Outro dia, num programa de TV, ouvi uma mulher dizer que os homens já mandaram demais e que agora não têm que participar, têm que ouvir. Essa foi a resposta fornecida, diante da pergunta genuína de um homem ali presente sobre o que os homens poderiam fazer hoje em contribuição ao substituição do machismo, da misoginia, da cultura do estupro por um mundo mais respirável para todos.
Quero ver os homens participarem, quero vê-los falarem! Todos, como muitos, justiça seja feita, já o fazem. Digam: nos comprometemos a nos desconstruirmos como machistas, a evitarmos relações co-dependentes nas quais o controle mútuo predomina e impede a intimidade real, relações nas quais se é poupado de uma diálogo franco, que permite vulnerabilidades mútuas, humaniza, favorece o amadurecimento e a intimidade, deixamos de preferir a co-dependência que evita intimidade, porque se é útil de alguma forma a outra ou ao outro. Queremos aprender a ter intimidade emocional real com nossas parceiras e familiares do sexo ou genero feminino*. Queremos amadurecer!
Falem!
O amadurecimento deve ser da sociedade. Com a participação de todos. Amadurecimento coletivo.
A luta não é das mulheres, que também devem se comprometer a não serem machistas, a não aceitarem os machismos, a luta é de todos nós. É uma luta para que a sociedade mesma amadureça e abandone o teatro de horrores que possibilita que um ministro dos Direitos Humanos, num governo comprometido com avanços sociais e humanitários, seja acusado de abusar sexualmente de uma ministra que se senta ao seu lado numa reunião de trabalho e, em caso de confirmação da denúncia, se veja reduzida a um corpo objetificado.
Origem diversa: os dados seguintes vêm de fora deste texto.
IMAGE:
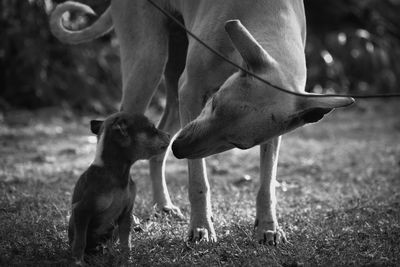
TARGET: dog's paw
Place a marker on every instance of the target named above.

Quando Simone De Beauvoir disse que não se nasce mulher, torna-se mulher, ela estava se baseando na ideia de Heidegger, descrita em “Ser e Tempo”, de que a essência humana é seu existir, o desenrolar do ser humano como história em aberto que somos, até findar. Nascemos e vivemos inconclusos. Há possibilidade de nos tornarmos homens, mulheres ou abusares passivos ou agressivos. São possibilidades humanas. É preciso decidir e assumir compromissos. Assim como o envelhecimento é obrigatório e a maturidade é um trabalho opcional, ser homem também é opcional. É possível. Aos que assim o decidam ser. É uma questão coletiva e individual, como tudo que se refere ao ser humano.
*Nao igualo sexo e gênero. Para mim, são coisas distintas. Uma mulher trans certamente passou inúmeros desafios antes de ser tornar mulher que, no meu entendimento, são diferentes dos desafios de uma mulher que nasceu do sexo feminino.